El chico papel de limosna
El chico papel de limosna es un visitante crónico de las aulas de la facultad. Es un sujeto típico de los pasillos, pero es más habitué de cada hall de entrada de las aulas. Con desvergonzada vergüenza golpea cada puerta y asoma su pícara nariz. La palabra no es mediadora, la mirada sí. Con un ramillete de tiras de papel a cuestas, avanza a lentas zancadas hacia los bancos. Sus ojos recorren las baldosas y apenas se posan en sus pares que se deciden a saludarlos.
Por Santiago Domínguez
-¿Sabés la guita que debe sacar si todos le dan uno o dos mangos?
El chico papel de limosna sabe aceptar un “no” como respuesta, parado firme al lado de la puerta, con expresión vacía y triste. Acepta que no todos lo miren, lo saluden o le pregunten cómo se llama o qué necesita. Total, ¿para qué molestarse perdiendo el tiempo en esas absurdas formalidades si todo lo que un joven universitario necesita saber en esos casos es desencriptar ese abominable manuscrito hecho a mano y mal fotocopiado? Somos universitarios, no hace falta preguntarlo, sabemos leerlo por nuestra cuenta.

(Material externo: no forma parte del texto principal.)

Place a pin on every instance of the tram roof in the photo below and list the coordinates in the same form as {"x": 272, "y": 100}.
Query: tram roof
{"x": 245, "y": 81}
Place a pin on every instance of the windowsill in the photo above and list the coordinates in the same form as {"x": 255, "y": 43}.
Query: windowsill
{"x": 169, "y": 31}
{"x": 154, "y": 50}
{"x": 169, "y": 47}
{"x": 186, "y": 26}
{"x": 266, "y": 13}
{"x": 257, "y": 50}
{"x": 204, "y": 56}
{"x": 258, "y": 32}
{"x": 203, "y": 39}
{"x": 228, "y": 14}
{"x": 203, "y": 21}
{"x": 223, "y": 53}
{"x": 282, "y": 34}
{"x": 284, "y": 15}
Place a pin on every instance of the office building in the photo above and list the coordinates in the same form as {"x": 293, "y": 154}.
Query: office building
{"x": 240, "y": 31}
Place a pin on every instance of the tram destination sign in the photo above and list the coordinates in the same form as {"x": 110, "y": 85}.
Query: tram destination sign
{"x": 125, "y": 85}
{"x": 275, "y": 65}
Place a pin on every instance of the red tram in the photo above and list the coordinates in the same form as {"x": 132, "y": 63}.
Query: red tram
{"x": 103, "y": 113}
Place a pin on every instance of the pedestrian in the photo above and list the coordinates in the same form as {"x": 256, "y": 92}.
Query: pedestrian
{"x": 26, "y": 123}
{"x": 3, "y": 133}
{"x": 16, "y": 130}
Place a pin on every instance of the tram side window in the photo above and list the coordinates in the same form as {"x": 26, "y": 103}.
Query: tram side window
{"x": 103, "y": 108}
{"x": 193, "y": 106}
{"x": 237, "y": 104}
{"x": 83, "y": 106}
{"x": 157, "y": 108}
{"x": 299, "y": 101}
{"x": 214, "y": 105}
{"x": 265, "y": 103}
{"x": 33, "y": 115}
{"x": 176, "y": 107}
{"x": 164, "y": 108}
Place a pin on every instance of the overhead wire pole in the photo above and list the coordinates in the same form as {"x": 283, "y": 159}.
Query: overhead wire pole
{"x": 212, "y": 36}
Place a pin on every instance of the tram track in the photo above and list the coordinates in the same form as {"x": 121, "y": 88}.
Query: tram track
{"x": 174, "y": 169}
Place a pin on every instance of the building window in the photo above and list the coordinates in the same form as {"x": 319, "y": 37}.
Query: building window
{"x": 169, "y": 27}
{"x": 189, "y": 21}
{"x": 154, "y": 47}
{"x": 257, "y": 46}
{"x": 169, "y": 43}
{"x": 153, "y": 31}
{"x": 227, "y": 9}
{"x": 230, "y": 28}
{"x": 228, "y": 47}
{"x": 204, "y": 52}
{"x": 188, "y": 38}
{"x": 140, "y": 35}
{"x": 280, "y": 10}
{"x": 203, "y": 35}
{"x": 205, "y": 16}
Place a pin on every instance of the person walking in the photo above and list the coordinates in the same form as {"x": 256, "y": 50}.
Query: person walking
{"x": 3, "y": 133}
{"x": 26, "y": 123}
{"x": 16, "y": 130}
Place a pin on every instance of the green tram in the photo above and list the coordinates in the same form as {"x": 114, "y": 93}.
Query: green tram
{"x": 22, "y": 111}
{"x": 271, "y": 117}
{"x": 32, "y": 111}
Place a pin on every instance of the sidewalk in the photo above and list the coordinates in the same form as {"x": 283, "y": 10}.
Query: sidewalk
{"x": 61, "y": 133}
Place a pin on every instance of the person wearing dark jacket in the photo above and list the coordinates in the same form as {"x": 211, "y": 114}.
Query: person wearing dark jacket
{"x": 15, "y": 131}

-Estos negritos prefieren venir acá a pedir antes que ir a la escuela, es más fácil para ellos…
El chico papel de limosna se ruboriza cuando un profesor lo trata dulcemente. Aunque sólo le pregunte su nombre. Le cuesta sacar a flote su sonrisa, oculta bajo el manto de su lúgubre niñez. Sólo muy de vez en cuando desliza una risa tímida, cuando le dan lugar, cuando se siente cómodo, aunque sea por un segundo. O sólo cuando no se sienta incómodo, mejor dicho. Cuando no se sienta foráneo en esas cuatro paredes vigiladas por un pizarrón que sangra polvo de tiza.
-No dicen ni gracias, ¡son unos desagradecidos de mierda!
El chico papel de limosna se maneja en grupos pero solo. Sabe que no es el único desempeñando su labor pero nadie lo acompaña puertas adentro. Conoce lo que es dar la cara y –haciendo gala de la tan trillada frase hecha– poner el cuerpo. El tipo no la caretea, cae con la justa sin hablar de más (sin siquiera hablar muchas veces). Reparte sus tiras de papel blanco sin mucho entusiasmo, como si fueran rifas de un sorteo de huevos de pascua que nadie quiere comprar. Con la misma rapidez con la que esos trocitos de pedido de solidaridad caen en las mesas, son devueltos, en el mejor de los casos, a las manos de su dueño. En otras oportunidades, se evita todo tipo de contacto y el papel yace inmaculado encima de los cuadernos.
¿Qué nos cuesta?
La facultad al barrio. El barrio a la facultad. No hay nada como tomarse dos horas de la cargada agenda académica semanal para dedicarles algo de nuestro valioso tiempo a los pobres chicos del barrio. Nada más gratificante y elogiable como decidir dejar de lado algunas de las vitales cuestiones que pueblan nuestro fundamental-quehacer-universitario y meterse de lleno en lo que la gente de barrio necesita. Es verdad que no cuesta nada tomarse un colectivo hasta aquellas zonas alejadas y sentarse al lado de los chicos que están en la mitad de su escuela primaria pero que apenas llegan a leer una oración y media de corrido. Ahí, donde las faltas de ortografía se cuelan en las hojas (que tan gentilmente les llevamos) como la tierra a través de las precarias puertas. ¿Qué nos cuesta?
Implica poco rato, adecuarse un poco a las costumbres de la gente, ver cómo podemos dar una manito desde nuestro lugar de privilegio y volver felices a nuestras casas. Luego contamos que estamos haciendo actividades para ayudar a los más necesitados y nos vanagloriamos con nuestra propuesta. Pero eso sí, una vez que llegamos a casa volvemos a lo que realmente nos importa: nuestra realidad y nuestros problemas, nada más. Los pibes del barrio, por su parte, nos van a estar esperando felizmente a que volvamos la semana siguiente, a sacrificar nuestro valioso tiempo en su territorio y, especialmente, en ellos. ¿Qué nos cuesta?